Par ailleurs, la complexité résultant des différents ajouts institutionnels (le « mille-feuille » des collectivités décentralisées) d’une part, et la pression de la mondialisation d’autre part, ont conduit les pouvoirs publics centraux à rechercher une simplification qui va fortement prendre l’aspect d’une régression. La dynamique de « bassin de vie » a moins le soutien de l’Etat qui abandonne la politique des « pays » et privilégie le recours à des dispositifs financiers complexes comme les contrats de Plan Etat-régions (pourtant nécessaires). La loi NOTRe, votée en 2015[1], prévoit notamment, une réduction du nombre de régions (passant de 22 à 13), le transfert aux régions et aux intercommunalités de la compétence économique et de l’Aménagement du Territoire, et la suppression de la clause générale de compétence. Ces modifications législatives constituent un nouveau tournant. Les départements et les communes perdent en capacité d’action au profit des intercommunalités et des régions. Le développement territorial et les initiatives citoyennes se découplent des politiques publiques locales et sont plutôt dans une dynamique d’affaiblissement, alors qu’elles auraient un rôle à jouer dans la solution aux crises du système dominant. Cela nécessitera, de manière certaine, de changer radicalement de contrat tacite entre collectivités et citoyens : ce chantier est ouvert.

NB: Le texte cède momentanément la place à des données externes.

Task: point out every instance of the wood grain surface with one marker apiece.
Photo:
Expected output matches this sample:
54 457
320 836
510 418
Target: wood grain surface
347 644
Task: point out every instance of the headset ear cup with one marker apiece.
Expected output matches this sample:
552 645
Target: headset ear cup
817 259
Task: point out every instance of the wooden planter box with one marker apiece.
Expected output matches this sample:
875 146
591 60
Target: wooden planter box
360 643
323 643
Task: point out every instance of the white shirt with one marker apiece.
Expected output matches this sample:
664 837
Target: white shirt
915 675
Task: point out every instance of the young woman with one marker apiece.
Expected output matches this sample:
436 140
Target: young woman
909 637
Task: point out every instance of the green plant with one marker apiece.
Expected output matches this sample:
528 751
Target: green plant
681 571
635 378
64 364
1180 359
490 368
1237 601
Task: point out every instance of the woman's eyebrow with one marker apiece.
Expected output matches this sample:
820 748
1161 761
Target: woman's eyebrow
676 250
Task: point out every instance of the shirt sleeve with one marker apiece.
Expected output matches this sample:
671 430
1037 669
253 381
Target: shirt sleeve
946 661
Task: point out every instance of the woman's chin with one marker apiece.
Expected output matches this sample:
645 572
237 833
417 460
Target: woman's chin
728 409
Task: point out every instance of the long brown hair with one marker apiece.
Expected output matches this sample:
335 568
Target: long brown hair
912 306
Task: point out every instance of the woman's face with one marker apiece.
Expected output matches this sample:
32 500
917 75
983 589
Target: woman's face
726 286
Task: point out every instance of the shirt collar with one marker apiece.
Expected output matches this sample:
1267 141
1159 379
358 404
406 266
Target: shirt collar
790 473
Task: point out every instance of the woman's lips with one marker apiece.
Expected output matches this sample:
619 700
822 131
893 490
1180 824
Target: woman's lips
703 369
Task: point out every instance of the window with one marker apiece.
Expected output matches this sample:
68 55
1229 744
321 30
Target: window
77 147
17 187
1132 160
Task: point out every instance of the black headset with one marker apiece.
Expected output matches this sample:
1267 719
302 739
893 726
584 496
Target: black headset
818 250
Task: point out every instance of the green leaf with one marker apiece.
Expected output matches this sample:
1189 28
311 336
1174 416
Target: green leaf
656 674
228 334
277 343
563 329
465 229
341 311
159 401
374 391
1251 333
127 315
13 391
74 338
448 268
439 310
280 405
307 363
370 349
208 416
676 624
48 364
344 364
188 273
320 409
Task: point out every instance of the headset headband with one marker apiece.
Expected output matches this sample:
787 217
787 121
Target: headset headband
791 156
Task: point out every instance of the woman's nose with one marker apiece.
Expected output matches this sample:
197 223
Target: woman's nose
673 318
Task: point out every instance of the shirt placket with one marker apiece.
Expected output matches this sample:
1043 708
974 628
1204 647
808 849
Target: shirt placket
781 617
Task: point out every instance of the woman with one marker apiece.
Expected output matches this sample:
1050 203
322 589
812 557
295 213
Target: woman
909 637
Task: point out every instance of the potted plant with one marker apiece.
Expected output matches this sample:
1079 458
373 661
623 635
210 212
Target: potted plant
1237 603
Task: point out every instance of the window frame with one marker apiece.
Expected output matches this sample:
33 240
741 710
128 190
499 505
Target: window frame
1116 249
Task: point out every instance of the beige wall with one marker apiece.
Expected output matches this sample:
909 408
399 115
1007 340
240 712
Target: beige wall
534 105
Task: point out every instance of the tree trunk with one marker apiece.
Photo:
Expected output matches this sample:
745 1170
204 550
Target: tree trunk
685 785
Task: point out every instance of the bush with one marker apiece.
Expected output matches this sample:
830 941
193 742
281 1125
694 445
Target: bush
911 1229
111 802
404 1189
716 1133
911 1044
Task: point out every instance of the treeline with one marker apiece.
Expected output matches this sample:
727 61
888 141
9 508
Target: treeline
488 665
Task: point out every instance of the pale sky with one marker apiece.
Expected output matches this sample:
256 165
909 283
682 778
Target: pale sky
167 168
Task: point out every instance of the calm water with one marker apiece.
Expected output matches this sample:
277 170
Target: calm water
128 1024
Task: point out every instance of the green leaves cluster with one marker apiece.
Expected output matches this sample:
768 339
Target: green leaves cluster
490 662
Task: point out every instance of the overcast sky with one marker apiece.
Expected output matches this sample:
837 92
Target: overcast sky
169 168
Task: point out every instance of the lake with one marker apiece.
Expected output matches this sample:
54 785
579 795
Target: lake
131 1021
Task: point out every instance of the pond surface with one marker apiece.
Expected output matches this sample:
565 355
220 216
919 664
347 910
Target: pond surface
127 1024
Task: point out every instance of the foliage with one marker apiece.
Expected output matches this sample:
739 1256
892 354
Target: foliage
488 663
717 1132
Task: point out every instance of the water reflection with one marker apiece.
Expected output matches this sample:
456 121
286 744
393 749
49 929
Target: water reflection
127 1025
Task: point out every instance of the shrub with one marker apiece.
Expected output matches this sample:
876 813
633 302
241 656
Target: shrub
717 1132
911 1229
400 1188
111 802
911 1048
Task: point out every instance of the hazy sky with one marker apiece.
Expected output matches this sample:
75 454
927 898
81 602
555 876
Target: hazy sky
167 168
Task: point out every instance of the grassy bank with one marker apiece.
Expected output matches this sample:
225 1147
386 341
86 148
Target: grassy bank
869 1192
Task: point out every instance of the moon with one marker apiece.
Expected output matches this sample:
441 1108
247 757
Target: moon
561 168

La recherche de cohérence territoriale, un enjeu crucial d’avenir
Pour tenter de mieux articuler les différentes dimensions du développement territorial, trois préoccupations scientifiques et politiques devraient être mieux prises en compte en 2025, pour enrichir le contenu du « développement local », devenu « développement territorial », par l’émergence de la notion systémique de « territoire ».
- Articuler les différentes échelles d’intervention des politiques publiques
Pour illustrer cette orientation, on peut citer des politiques publiques qui ne se situent ni sur les mêmes échelles, ni sur les mêmes enjeux comme, par exemple, l’intention d’enrichir une politique de développement économique local par la mise en place d’une offre de formation (générale, technologique, professionnelle). Ou la régulation des désynchronisations des temps quotidiens et l’articulation nécessaire entre les sphères productive, sociale et intime. La question des temporalités et des rythmes s’applique aussi dans l’appréhension des actions à conduire à court et moyen terme dans le domaine de la lutte contre le changement climatique, ou, sur un autre plan, sur l’affermissement des liens sociaux intergénérationnels.
- Accroître et renforcer la coopération territoriale
Plusieurs registres d’action sont à évoquer à ce propos : la difficulté d’articuler la coopération verticale entre différents niveaux de décision et la coopération horizontale propre à l’inter-territorialité ; la difficulté de concevoir des alliances territoriales à des échelles très locales (en matière de commerces, d’offres de mobilité, de complémentarités de zones artisanales…), surtout en milieu rural et peu dense ; a contrario, on assiste à l’émergence des premières coopérations entre milieux sociaux innovants et les milieux scientifiques, créatrices de dynamiques de « recherche et développement ». Et à l’apparition de nouveautés d’innovation sociale, comme les tiers-lieux qui combinent des dimensions économiques, culturelles, sociales et créatives.
- Etendre et valoriser ce que recouvrent les « ressources territoriales »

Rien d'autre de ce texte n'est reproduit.